A Rare 3-Day Death Cross Signals Potential Capitulation
Crypto analyst Ali Martinez highlighted that Bitcoin’s 50-day and 200-day simple moving averages on the three-day chart crossed on February 27, forming a classic “death cross.” This higher-timeframe signal is closely monitored by macro traders because it balances long-term structure with responsiveness to major trend shifts.
Historically, this specific crossover has appeared late in bear markets rather than at their beginning. The implication is stark: instead of signaling fresh weakness, the pattern has often aligned with the final stage of downside before a macro bottom emerges.
The three-day chart’s reliability stems from filtering out short-term volatility while still capturing structural market transitions, making this cross particularly significant for long-cycle analysis.
History Suggests One Last Leg Down
Looking at previous cycles reveals a consistent sequence.

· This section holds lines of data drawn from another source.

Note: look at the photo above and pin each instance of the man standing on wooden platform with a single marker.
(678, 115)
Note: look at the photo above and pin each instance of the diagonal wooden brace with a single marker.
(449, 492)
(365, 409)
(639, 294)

After Bitcoin topped in 2013, the market had already fallen more than 70% before the death cross appeared in late 2014 — followed by another 50% plunge that completed the bear phase.
The 2017 cycle mirrored this structure. Bitcoin declined roughly 67% before the crossover printed in November 2018, after which the market experienced a final capitulation sell-off. A similar pattern unfolded after the 2021 peak, when BTC dropped about 50% before the May 2022 death cross and then fell another 45% into its ultimate bottom.
In the current cycle, Bitcoin peaked in October 2025 and has already corrected over 50%. If the historical template holds, analysts warn that a further 30% slide could push BTC toward $40,000, while an extreme capitulation scenario could see prices test the $30,000 region.
Undervalued vs Gold? The Bullish Counter-Argument
Despite the bearish technical signal, valuation metrics tell a more optimistic story. Samson Mow, CEO of Jan3, argues that Bitcoin remains structurally undervalued relative to gold and the global money supply, a condition that has historically preceded strong recoveries.
Mow points to the Bitcoin-to-gold ratio Z-score, which currently sits in negative territory. In past cycles, deeply negative readings have aligned with major accumulation phases that later produced triple-digit percentage gains over the following year.
The clash between bearish technical structure and improving macro valuation leaves Bitcoin at a decisive inflection point: either a final capitulation event is imminent, or the market is quietly laying the groundwork for the next explosive bull cycle.